Carol stellt das perfekte Team zusammen und macht sich mit Feuereifer ans Werk.

Mein Eindruck:
Trotz einiger Morde und Ermittlungsarbeit ist dieses Buch eher Roman, als dass es die Nerven wirklich zum vibrieren bringt. Zu sehr liegt der Fokus auf der Selbstfindung Carols und ihrem Kampf gegen den Alkohol. Auch um den Rest des Teams macht sich die Autorin viele Gedanken: Es ist schon fast absurd politisch korrekt zusammengestellt – ein Dunkelhäutiger, eine Asiatin, eine Lesbe – aber diese Zusammenstellung passiert so nebenher, dass es nicht wie gewollt wirkt, sondern einfach gekonnt ist. Durch die Zeit, die sich MacDermid dafür nimmt, erhält man Einblicke in die Gedankenwelt jedes einzelnen Ermittlers.
Aber für die Blut-und-Tränen-Fangemeinde fehlt dadurch höchstwahrscheinlich das letzte Quäntchen zum Glücklichsein, - mir hat jedoch gefallen, dass nicht nur an der Oberfläche gekratzt, sondern eben in die Tiefe gegangen wird.
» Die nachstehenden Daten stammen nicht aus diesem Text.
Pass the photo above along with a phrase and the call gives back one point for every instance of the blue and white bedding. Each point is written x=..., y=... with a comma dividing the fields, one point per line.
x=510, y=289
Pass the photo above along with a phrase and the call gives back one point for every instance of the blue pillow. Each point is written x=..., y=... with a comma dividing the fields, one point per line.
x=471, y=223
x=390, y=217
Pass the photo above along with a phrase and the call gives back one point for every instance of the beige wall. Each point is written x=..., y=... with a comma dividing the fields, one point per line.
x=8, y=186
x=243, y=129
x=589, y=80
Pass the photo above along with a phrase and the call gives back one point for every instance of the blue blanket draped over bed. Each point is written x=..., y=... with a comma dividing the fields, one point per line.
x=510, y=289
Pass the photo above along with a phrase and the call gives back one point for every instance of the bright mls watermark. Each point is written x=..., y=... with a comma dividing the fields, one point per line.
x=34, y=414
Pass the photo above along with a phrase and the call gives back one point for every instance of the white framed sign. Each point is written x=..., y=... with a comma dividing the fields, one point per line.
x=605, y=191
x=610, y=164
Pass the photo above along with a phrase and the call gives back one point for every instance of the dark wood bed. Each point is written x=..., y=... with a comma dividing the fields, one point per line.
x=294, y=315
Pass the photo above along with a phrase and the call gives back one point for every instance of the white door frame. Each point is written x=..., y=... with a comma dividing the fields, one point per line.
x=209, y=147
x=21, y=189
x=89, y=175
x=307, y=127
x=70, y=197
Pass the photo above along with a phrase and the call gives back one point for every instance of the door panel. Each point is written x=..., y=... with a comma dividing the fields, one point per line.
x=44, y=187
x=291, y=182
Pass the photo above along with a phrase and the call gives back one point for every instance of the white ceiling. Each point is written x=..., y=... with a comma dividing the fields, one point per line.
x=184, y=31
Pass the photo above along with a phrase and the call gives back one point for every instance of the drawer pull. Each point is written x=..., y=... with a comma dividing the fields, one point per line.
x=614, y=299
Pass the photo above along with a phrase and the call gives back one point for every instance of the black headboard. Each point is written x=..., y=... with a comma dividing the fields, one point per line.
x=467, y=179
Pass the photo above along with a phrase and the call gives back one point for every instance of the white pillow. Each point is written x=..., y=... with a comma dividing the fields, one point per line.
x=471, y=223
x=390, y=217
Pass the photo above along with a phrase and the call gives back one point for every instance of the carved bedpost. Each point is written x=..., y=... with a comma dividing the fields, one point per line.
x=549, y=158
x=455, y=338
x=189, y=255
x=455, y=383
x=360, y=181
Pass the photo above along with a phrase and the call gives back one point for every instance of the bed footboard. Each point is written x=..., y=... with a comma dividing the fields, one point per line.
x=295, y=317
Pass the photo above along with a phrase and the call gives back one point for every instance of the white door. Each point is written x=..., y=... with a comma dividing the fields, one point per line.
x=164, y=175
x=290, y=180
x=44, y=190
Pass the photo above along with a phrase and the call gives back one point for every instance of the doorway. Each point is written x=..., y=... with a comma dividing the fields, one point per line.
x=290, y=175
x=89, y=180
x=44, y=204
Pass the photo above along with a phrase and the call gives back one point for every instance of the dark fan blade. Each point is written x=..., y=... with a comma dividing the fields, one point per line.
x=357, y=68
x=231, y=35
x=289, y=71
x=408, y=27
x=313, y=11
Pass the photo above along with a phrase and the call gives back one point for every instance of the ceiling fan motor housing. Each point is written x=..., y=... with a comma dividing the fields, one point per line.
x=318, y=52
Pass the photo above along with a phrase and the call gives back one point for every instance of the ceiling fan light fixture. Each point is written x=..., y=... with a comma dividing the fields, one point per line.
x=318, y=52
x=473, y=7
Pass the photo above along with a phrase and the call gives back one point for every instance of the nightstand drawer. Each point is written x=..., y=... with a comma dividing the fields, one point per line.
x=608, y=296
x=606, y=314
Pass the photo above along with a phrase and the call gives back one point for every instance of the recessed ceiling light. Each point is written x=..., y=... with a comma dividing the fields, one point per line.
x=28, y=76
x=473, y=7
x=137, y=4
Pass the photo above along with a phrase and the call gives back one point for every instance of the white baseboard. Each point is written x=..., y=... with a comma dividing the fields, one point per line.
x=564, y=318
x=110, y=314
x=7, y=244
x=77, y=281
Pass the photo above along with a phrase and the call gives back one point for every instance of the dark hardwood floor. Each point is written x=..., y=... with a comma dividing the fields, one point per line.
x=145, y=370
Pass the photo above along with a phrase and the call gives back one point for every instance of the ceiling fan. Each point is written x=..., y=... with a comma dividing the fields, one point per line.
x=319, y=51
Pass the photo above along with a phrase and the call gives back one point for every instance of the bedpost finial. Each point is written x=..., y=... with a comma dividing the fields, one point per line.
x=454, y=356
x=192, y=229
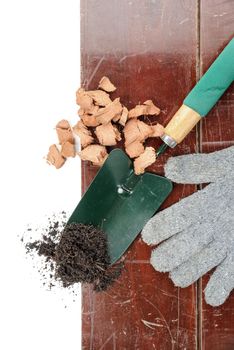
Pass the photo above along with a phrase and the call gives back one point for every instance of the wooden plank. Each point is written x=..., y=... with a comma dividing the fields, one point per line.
x=148, y=49
x=217, y=133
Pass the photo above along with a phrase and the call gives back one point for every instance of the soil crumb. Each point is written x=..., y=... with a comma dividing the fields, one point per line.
x=74, y=253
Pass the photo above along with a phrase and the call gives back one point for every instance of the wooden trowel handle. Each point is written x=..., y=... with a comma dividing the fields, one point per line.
x=202, y=97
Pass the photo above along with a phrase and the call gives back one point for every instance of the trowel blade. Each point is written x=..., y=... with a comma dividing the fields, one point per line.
x=120, y=202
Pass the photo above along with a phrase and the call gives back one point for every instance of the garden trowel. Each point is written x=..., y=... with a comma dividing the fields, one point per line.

So viele Ermittler der heutigen Krimiwelt haben Probleme, aber meistens stehen diese Probleme im Raum und müssen von der Leserschaft gefuttert und verdaut werden. Hier werden die Gründe dargelegt und sind plausibel genug, um sich als Leser damit auseinanderzusetzen, sie nachzuvollziehen und die Ecken und Kanten der Ermittler zu verstehen.
Kurioserweise findet sich ein Stück dieses Verständnisses auch für den Täter – so meisterhaft versteht es die Autorin, seinen Hintergrund für die Taten darzustellen.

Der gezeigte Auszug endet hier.